Before I go any further I have to be honest. I never venture into the fantasy genre. Well, I’m glad I did.
K.A. Krisko’s STOLEN has opened up a whole new world for me.
The opening paragraph drew me into the world of Lefollah “who in the day resembled the trees of the forest in which they grew.”
From that point I was drawn into Stolen. A civilization built upon a foundation of the tradition of the Council of Sorcerers, and a multi-dimensional array of cleverly crafted Skills. Many of these Skills were accepted by the Council, and had successfully been incorporated to add diverse and practical value into the functioning of everyday life.
It was the forbidden skills that had me the most excited. Their collective powers were masterfully described, and brilliantly crafted. Shape-shifting, mind-bending, viewing, and more. All brilliant.
As a young girl, Rioletta was abducted by the Tree People. Years later while attending a life changing meeting of the Council of Sorcerers, Rioletta learned of her destiny. “Your task.” Mosse said slowly, “is to solve the mystery of your life.” From here, the story of Stolen begins in earnest. Traversing a dynamic, well crafted fantasy world of dramatic landscapes, civilizations, might, power, Skill, and the complexity and frailty of relationships.
Rioletta is placed in numerous threatening situations and is pitted against people who are unknown to her world. It is during these times Rioletta has to make tough decisions. As her chosen course of action will not only affect her, it will also impact her community, and reverberate throughout the rest of civilization as she knows it.
The backbone of the story is skilfully crafted upon the sense of what is right and wrong, the moral strength of the value of community, the importance of caring for the environment, and in turn protecting the legacy of our future.

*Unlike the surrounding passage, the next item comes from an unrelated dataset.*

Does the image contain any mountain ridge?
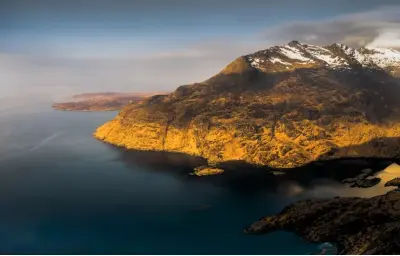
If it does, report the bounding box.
[94,41,400,168]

Personal relationships interweave throughout the story adding warmth, empathy, understanding, and an admiration at the tenacity of the human spirit.
Perhaps it is my lack of experience with reading science fantasy, at times I did get lost, and confused with the different locations, character names, and the numerous Skills employed. I felt at times, the pace of the story was too fast, and in my opinion could have benefited from a slower more descriptive pace to concentrate the reader focus on all that was unfolding.
At times I felt I needed more depth to allow me time to grasp everything that was happening in the storyline.
If fantasy is your genre, Stolen is a very worthwhile read. If you are like me, and don’t tend to read fantasy, Stolen is a book worth exploring.